Although still at historically low levels, this rise represents the best reading since April 2010. Some surveyors attributed this increase to growing realism from many sellers, who appear to be more willing to take offers in order to secure a sale.
Completed sales also rose slightly, to an average of 15 per surveyor (by branch) over the past three months. While still muted, this represents the strongest level since April (15.1). However, respondents note that if buyers are able to access finance, banks are taking a long time to agree lending terms, which is slowing down the purchase process.
New buyer inquiries which are a good indicator of buyer demand, edged up to a net balance of +7% (from +4 in September). Meanwhile, new instructions (which highlight supply levels) also increased, moving from a net balance of -4% to +3% in October. Surveyors added that uncertainty in Europe spilling over to UK economy and restricted mortgage availability are still impacting on the market, resulting in caution from buyers.
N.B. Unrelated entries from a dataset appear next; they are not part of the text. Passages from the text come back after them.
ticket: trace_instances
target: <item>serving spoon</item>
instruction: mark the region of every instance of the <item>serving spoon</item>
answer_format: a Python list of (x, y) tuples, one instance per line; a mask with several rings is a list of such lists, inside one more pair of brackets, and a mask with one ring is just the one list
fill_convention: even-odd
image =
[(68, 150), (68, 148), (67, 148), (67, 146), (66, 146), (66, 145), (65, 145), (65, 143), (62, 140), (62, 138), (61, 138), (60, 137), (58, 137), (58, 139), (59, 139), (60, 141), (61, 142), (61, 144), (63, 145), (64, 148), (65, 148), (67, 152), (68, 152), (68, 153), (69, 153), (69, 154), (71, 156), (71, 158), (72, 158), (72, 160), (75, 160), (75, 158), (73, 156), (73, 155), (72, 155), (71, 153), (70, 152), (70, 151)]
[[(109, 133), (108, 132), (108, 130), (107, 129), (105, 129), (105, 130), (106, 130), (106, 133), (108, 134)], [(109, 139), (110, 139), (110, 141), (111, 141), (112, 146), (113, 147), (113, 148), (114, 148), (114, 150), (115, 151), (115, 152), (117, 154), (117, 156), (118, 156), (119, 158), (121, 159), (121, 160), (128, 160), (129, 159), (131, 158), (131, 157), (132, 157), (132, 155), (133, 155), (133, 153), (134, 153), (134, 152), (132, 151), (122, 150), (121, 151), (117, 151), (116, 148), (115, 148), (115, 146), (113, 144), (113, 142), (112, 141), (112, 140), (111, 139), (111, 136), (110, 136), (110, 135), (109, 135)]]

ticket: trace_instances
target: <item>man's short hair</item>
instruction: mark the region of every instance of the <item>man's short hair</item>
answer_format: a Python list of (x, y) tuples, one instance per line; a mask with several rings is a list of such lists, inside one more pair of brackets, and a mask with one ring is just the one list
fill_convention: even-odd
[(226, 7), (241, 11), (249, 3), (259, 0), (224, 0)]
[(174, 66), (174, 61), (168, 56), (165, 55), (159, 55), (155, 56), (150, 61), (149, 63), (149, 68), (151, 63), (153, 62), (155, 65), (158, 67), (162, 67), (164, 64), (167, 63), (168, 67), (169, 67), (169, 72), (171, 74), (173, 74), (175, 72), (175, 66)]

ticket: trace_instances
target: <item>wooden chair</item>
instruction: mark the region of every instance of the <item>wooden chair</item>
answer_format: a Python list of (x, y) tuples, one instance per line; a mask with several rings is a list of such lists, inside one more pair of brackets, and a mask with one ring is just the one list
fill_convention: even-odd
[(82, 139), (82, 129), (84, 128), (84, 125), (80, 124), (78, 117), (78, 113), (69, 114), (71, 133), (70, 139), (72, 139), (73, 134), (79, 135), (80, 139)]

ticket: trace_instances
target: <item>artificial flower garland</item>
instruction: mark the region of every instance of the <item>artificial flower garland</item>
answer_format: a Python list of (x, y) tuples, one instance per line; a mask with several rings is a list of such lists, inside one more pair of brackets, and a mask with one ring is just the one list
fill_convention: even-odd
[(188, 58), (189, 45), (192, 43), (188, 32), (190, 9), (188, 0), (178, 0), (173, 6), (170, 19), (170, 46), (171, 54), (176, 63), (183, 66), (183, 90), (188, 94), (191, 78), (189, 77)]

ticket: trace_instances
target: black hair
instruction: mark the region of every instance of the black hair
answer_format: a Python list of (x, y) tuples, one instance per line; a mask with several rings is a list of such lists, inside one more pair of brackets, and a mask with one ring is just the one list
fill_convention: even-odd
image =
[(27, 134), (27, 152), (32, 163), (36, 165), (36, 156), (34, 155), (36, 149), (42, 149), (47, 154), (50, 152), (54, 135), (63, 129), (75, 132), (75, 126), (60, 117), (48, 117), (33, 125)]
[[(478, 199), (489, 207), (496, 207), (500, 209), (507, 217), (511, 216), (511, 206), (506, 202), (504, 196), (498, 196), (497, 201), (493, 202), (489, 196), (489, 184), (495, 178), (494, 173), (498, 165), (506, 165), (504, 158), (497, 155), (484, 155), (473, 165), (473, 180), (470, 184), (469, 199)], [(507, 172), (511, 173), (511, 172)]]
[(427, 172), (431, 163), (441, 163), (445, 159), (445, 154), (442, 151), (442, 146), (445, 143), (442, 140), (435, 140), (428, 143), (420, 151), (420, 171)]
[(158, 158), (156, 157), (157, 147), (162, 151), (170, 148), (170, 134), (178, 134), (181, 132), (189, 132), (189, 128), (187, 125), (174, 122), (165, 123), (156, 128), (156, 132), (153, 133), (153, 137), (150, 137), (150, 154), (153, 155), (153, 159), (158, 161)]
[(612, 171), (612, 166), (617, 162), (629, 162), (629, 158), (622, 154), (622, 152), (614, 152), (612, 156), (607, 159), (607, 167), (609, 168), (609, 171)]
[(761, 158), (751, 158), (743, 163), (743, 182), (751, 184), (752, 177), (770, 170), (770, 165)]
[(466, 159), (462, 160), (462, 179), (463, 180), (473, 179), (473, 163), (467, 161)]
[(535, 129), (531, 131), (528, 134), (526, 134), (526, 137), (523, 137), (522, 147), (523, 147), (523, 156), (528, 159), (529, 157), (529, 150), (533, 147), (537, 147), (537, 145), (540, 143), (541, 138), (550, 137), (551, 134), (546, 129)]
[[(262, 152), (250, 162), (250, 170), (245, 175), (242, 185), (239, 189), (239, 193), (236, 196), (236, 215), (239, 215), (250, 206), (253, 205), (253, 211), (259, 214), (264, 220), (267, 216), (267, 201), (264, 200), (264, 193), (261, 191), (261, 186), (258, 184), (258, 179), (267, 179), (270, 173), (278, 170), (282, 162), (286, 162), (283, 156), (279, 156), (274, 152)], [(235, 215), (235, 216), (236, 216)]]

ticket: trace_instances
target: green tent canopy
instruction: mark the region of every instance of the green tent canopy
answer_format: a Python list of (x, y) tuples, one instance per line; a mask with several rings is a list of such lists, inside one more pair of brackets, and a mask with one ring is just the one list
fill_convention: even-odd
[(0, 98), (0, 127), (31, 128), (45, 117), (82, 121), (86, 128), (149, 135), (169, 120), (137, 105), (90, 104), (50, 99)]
Prices continue to remain in negative territory, and dipped slightly in October, with 24% more surveyors reporting prices fell rather than rose (from 23% more in September). However, more than half of all respondents indicated that prices were stable and of those reporting a decline, almost three quarters suggested the extent of the fall was between 0 and 2%.
Regionally, London continues to be the only region recording rising prices at the present time; it is also the only area where the price expectations net balance is positive. By way of contrast, new buyer enquiries and sales expectations appear to be edging upwards across rather more of the country, with demand for property strongest in the South East and the North West.
RICS housing spokesperson, Ian Perry, said: "It is encouraging that activity levels appear to have edged upwards over the past month. Indeed, chartered surveyors are generally upbeat about the near term prospects for transactions.
"However, with the chaotic events in the euro area threatening to spill over to the UK and banks still imposing tough conditions on loans to first time buyers, any recovery in sales is still likely to be relatively modest. This will inevitably leave many people who would like to own a home unable to access the market."